Strengthening academic links with Japan
Nagasaki University confirms intention to extend partnerships with Scotland.
External Affairs Secretary Fiona Hyslop welcomed plans to strengthen international collaboration between universities in Scotland and Japan in Nagasaki today.
Nagasaki University confirmed their intention to extend their existing collaborations with a number of Scottish universities, to include the area of humanities.
Ms Hyslop held a seminar with humanities students at Nagasaki University, where they discussed the importance of international collaboration.
The seminar followed a meeting with university Vice President Mr Shunichi Yamashita and Professor Ikuo Yamomoto. Mr Yamomoto was instrumental in setting up partnerships with Heriot Watt University, University of Edinburgh and the University of Stirling. Nagasaki University also has partnerships with University of Aberdeen and University of Highlands and Islands. Existing partnerships include subjects such as marine energy, aquaculture, marine biology and English language exchanges.
Ms Hyslop said:
“Scotland is well-known in Nagasaki, dating back to Scottish merchant Thomas Glover’s influence in 19th century. Today, a marine renewables incubator housing Japanese and Scottish companies and consultants, is named Scotland House. This fond relationship shows no sign of waning.
“Nagasaki University has an impressive array of partnerships with Scottish universities – mostly in renewables and marine resources – and today we discussed building upon these to include humanities. As strong historical and cultural ties already link the Nagasaki prefecture with Scotland, this will be an excellent opportunity to further deepen our understanding of each other’s languages and culture.
“We’re determined to maintain Scotland’s reputation as an outward looking society – and this includes retaining the international outlook the links we enjoy through our universities.
“It is my understanding that the Japanese government wishes to further internationalise their universities, so this dialogue could not be happening at a more opportune time.”
This follows Wednesday’s Memorandum of Understanding signing between the University of Stirling and Tokyo Geriatric Hospital and Institute of Gerontology, which the Cabinet Secretary witnessed in Tokyo. Both organisations have committed to a long-term partnership on the development of dementia and age-friendly communities.

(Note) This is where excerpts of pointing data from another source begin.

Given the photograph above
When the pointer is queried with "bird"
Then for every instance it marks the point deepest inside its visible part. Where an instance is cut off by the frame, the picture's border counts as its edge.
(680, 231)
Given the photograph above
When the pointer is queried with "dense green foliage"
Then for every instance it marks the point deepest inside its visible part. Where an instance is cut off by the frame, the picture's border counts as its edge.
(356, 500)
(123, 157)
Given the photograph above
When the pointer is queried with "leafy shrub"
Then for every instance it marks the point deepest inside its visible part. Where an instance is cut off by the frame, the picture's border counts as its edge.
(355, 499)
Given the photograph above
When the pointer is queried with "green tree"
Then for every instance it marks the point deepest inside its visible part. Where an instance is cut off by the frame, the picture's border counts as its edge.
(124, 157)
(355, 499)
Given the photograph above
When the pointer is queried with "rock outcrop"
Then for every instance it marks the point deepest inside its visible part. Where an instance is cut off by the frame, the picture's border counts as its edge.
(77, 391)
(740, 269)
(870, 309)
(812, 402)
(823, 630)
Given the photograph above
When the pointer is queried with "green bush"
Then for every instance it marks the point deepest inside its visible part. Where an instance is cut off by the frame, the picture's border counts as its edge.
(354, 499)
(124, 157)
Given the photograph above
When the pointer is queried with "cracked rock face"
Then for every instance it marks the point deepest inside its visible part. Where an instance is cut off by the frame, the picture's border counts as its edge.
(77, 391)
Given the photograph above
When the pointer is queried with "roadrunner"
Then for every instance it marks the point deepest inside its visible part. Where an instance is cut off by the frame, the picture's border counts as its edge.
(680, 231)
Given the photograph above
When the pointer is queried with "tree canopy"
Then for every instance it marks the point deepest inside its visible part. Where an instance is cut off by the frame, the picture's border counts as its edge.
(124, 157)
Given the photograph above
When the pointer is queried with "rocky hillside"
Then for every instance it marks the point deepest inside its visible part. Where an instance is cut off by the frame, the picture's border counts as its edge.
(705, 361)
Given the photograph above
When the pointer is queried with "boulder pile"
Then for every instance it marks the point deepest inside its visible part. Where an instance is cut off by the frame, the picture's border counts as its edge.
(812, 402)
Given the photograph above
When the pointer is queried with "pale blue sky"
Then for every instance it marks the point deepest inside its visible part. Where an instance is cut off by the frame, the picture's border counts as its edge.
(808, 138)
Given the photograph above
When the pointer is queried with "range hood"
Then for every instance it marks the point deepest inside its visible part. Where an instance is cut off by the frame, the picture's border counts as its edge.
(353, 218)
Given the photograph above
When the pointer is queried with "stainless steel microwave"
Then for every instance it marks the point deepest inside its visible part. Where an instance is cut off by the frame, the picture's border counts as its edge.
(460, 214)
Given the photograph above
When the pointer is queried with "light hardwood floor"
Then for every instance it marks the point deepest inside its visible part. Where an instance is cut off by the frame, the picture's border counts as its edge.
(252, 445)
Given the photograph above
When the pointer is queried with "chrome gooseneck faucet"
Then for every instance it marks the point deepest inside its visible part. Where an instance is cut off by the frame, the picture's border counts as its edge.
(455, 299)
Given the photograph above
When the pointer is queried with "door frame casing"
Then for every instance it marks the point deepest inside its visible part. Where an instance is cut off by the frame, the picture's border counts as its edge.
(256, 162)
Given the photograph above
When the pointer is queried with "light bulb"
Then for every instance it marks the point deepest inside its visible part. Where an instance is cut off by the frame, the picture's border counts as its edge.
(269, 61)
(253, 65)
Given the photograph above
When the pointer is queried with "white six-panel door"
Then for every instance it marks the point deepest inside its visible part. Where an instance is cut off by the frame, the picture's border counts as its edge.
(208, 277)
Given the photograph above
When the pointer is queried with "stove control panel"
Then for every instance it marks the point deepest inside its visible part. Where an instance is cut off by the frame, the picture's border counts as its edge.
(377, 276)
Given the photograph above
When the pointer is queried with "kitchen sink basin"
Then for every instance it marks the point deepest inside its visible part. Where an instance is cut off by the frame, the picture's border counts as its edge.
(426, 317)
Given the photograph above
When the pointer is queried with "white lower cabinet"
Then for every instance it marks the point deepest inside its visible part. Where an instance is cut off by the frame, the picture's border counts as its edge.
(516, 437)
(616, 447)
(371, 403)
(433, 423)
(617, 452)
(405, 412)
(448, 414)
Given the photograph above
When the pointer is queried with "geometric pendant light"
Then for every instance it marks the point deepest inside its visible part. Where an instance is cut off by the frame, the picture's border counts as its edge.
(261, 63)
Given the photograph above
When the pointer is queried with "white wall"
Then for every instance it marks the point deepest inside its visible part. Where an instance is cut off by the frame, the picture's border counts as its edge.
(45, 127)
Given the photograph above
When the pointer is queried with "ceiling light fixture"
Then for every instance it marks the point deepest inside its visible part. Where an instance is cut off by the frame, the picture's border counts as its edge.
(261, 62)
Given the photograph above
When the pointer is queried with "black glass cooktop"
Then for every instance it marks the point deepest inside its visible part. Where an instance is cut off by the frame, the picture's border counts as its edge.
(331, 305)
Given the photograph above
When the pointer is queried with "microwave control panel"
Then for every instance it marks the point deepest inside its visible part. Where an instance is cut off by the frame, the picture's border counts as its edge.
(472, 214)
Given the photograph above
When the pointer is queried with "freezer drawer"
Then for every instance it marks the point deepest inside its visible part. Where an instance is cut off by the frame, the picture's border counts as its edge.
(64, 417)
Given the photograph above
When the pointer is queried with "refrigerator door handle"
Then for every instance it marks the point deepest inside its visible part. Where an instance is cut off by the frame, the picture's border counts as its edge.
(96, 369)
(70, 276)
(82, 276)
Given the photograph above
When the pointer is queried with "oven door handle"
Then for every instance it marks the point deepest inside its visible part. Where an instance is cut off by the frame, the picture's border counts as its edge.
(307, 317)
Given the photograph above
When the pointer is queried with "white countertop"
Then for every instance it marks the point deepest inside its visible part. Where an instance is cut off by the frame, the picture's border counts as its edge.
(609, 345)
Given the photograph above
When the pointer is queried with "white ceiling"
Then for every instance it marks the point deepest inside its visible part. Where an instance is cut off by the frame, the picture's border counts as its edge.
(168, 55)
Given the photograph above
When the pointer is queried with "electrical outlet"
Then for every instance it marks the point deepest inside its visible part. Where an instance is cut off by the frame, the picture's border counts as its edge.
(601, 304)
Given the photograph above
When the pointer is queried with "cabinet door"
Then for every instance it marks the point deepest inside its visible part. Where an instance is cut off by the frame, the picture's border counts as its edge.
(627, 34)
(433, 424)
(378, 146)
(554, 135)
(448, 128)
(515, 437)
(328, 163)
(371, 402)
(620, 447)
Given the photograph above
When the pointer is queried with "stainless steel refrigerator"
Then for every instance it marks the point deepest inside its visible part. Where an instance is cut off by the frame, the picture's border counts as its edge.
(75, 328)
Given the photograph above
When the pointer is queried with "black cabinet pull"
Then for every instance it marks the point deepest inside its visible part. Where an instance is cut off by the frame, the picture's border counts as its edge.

Japan-Scotland Society Scholarship
Two scholarships are available each year to assist Japanese students of any speciality undertaking a masters at a Scottish university. The award was established in 2009 by the Japan Scotland Society to commemorate the founder, Mr Takahashi Yoshiteru, and long-time donor and supporter of the society, Mr James T Howat.
University of Edinburgh – notable alumni include His Excellency Mr Yukio Satoh, President of the Japan Institute of International Affairs and former Japanese Ambassador to the United Nations, and Princess Tsuguko of Takamado, daughter of Prince and Princess Takamado
University of Glasgow – notable alumni include Aikitu Tanakadate who founded the Institute of Seismology in Tokyo University and Masataka Taketsuru, who studied organic chemistry in the summer of 1919. He married Rita Cowan, from Kirkintilloch, before returning to Japan to become the founder of the Nikka Whisky Distilling Company.
The visit to Nagasaki University took place as part of a programme of activity delivered by Scottish Development International (SDI) and the Scottish Government.
Ms Hyslop’s programme of engagements ran from 13 February in Tokyo, culminating today, 17 February, at Nagasaki.